Großaktionär Alexander Otto, der bereits ein Fünftel am Unternehmen hält, will Deutsche Euroshop komplett übernommen und tut sich dafür mit dem US-Finanzinvestor Oaktree Capital zusammen. Dem Unternehmen gehören 21 Einkaufszentren in Europa, darunter das Main-Taunus-Zentrum bei Frankfurt, die Altmarkt-Galerie in Dresden und die Galeria Baltycka in Danzig. Das Kaufgebot ist 1,4 Milliarden Euro schwer, der Aufschlag liegt damit 44 Prozent über dem Börsenkurs von Deutsche Euroshop von Freitag. Die Deutsche Euroshop und Alexander Ottos Shopping-Center-Imperium ECE sind bereits seit langem eng verbandelt, die ECE managt sämtliche Shopping-Center der Deutschen Euroshop.

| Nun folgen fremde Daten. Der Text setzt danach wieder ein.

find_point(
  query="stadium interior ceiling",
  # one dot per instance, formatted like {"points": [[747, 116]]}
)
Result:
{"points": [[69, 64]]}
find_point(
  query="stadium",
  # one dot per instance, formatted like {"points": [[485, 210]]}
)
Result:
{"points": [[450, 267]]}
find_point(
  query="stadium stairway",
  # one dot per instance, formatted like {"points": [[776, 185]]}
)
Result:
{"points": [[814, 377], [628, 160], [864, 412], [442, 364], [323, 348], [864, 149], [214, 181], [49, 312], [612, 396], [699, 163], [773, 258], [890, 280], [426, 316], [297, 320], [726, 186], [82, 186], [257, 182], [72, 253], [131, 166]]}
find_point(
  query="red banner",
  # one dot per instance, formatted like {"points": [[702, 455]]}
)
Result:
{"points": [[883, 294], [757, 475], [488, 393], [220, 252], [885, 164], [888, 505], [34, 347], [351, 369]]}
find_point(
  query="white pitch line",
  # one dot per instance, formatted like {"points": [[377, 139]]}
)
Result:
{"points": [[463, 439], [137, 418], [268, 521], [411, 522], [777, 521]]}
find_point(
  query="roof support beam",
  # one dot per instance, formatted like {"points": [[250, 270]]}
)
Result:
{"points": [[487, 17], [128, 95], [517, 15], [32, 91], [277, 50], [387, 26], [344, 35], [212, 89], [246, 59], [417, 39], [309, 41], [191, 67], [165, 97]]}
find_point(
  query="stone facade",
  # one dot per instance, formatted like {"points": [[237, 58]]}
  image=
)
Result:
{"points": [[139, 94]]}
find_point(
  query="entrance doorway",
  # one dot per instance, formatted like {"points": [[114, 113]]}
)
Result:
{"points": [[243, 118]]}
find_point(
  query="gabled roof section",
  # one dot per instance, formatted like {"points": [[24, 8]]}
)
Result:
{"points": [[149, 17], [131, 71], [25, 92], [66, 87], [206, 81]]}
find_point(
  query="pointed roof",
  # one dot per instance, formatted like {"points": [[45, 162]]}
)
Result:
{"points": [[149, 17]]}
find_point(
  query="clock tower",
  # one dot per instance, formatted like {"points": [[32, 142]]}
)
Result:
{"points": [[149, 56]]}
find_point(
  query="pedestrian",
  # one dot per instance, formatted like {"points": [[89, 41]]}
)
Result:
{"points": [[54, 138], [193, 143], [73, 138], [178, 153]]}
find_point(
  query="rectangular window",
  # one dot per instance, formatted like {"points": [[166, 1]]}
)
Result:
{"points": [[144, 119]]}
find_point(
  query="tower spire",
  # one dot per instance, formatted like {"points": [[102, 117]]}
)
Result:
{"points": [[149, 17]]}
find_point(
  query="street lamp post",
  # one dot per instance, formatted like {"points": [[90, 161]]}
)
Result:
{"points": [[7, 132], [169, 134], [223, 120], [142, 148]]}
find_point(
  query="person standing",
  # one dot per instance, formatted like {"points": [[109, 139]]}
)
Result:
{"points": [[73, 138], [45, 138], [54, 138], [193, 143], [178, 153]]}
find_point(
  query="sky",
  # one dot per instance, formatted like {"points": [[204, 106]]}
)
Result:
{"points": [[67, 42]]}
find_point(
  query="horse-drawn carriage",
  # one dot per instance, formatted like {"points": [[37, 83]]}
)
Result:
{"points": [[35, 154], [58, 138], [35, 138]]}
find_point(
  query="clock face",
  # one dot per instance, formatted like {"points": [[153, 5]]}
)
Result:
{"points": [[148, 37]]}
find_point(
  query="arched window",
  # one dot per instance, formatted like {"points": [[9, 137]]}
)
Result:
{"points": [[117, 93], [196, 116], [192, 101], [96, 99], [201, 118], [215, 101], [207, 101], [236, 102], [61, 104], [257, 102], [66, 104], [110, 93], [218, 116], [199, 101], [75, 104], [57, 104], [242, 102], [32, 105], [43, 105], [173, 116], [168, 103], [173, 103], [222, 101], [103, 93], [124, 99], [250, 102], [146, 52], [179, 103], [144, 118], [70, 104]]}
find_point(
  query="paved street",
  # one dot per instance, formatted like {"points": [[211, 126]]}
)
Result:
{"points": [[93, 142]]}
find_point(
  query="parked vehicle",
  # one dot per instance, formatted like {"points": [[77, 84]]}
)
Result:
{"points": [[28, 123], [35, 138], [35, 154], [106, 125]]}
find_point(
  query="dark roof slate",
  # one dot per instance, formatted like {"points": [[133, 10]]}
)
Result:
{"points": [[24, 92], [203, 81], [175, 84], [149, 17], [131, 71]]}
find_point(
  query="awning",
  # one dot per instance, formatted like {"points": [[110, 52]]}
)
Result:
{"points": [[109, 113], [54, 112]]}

Wenige Wochen nach Vertriebschef Lukas Lobensomer wirft auch Finanz- und Stiftungsvorstand Christian Remy bei der Drogeriekette Müller hin, berichtet das „manager magazin“. Der frühere Aldi-Manager Remy galt demnach als zentrale Figur für die Zeit nach dem Patriarchen Erwin Müller und wurde erst Ende vergangenen Jahres in den Vorstand von dessen Privatstiftung mit Sitz in Österreich berufen, die 35,4 Prozent der Konzernanteile hält. Nun laufen im Unternehmen angeblich Wetten, wie lange CEO Günther Helm noch durchhält. Helms Vertrag soll im Sommer auslaufen und wurde offenbar bisher nicht verlängert, so der Bericht des für gewöhnlich gut informierten Magazins.

Das Berliner Unternehmen Garamantis hat in Hongkong das Luxusuhren-Geschäft von Wristcheck mit Gestensteuerung für die Produktbetrachtung ausgestattet. Mit der Technologie lassen sich die wertvollen Uhren von allen Seiten anschauen, ohne sie berühren zu müssen. Zum Einsatz kommen Lidar-Sensoren zur optischen Abstands- und Geschwindigkeitsmessung, kurz für light detection and ranging. „Grundsätzlich eignet sich diese Technologie bei allen Produkten oder Exponaten, die vor direktem Zugriff geschützt werden sollen, also beispielsweise Schmuck, Luxusartikel oder auch besondere Exponate“, sagt Garamantis-Chef Oliver Elias im ixtenso-Interview. Mehr dazu auch in einem YouTube-Video sowie in der Projektbeschreibung.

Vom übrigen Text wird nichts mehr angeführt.